Monsters vs. Aliens, a machine-made cartoon from DreamWorks, credited to co-directors Rob Letterman and Conrad Vernon, is in some ways, but not in a budgetary way, not so different from Alien Trespass. It posits a secret government quarantine of benign monsters modelled on such Fifties archetypes as the aforesaid Blob, the four-fifths-human Fly (except now a Cockroach), Mothra, the 50-Foot Woman (a girl-power placebo), and perhaps, since I can’t be bothered to think of a closer approximation, the Creature from the Black Lagoon. Nor can I be bothered to contemplate the intentions and implications of the gung-ho military commander’s resemblance to caricatures of George W. Bush or of the evil alien invader’s resemblance to caricatures of Barack Obama. None of the figures, human or non-, merits a second glance as a work of graphic art. And the insufferable insouciance of the premise, fully and accurately summed up in the title, hides behind — instead of an alibi of badness — a smokescreen of computer wizardry, 3-D diversion, jaded in-jokes, capitalist confidence. Hides, but not successfully.

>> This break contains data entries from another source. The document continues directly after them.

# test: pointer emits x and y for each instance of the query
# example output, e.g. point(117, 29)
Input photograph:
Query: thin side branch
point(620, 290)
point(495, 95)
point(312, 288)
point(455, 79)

Sin Nombre concerns another kind of alien invader, the heartbreakingly lovely Honduran immigrant (Paulina Gaitan) who makes her perilous way, with father and uncle, through Mexico en route to Texas and New Jersey. Her path converges with that of a sensitive, pensive Mexican gangbanger (Edgar Flores), a teardrop tattoo by his right eye, who runs afoul of his blood brothers. First-time filmmaker Cary Koji Fukunaga offers a soft-hearted view of a hard world, seeking out tender innocence and then stomping it for our horror and pity. The illegal-alien film and the gang-life film are both genres that are prone to a certain sameness, and the combination of the two into one film doesn’t produce a sense of differentness so much as a doubled sameness. Slickly done, nonetheless.

The Haunting in Connecticut, about a bedevilled family housed in a converted funeral home, has the advantage of not being a remake of a horror film I refused to see in the first place: My Bloody Valentine, Friday the 13th, The Last House on the Left, a virtual trend. It also has the advantage of being a “true story,” thereby curtailing certain kinds and degrees of excess. Now, I realize it would be ruled irrelevant if I testified that I myself know a couple who live in a converted funeral home in New Mexico and who have had no experience of flickering lights, banging doors, charbroiled ghosts, or a malignant shower curtain. But then, these friends of mine, more than welcoming of manifestations, don’t have a teenage son on an experimental cancer drug that opens the gateway to another time, another dimension. There is, even so, a routineness and a staleness about all that; and in the direction of Peter Cornwell, there’s a compulsion to oversell it. The mass disentombment at the climax had no need to be oversold. Virginia Madsen, Martin Donovan, and Elias Koteas lend it some useless respectability.

I Love You, Man, co-written and directed by John Hamburg, demonstrating a better ear than eye, is a guy comedy with an original angle. A woman’s man with a well-developed feminine side suddenly feels the lack of a male comrade when the time comes to pick a best man, belatedly casting about for a buddy to cultivate. The lapses in taste — no, the eager, steady assaults on taste, the projectile vomit, the fart commentary, and so forth — lower expectations early on. But the personable Paul Rudd in the pivotal role has plenty of opportunity to show off his gifts, particularly in his forced efforts to be a guy’s guy, more particularly when inanely or inarticulately tongue-twisted, the urge to be witty running way ahead of the brain’s ability to come up with some wit. His spirited slippage into a Jamaican cadence is a crack-up. Jon Favreau does well, too, as a churlish noncontender for buddyhood. And, in the part of the leading contender, the least you can say for Jason Segel of Forgetting Sarah Marshall is that he keeps his pants on.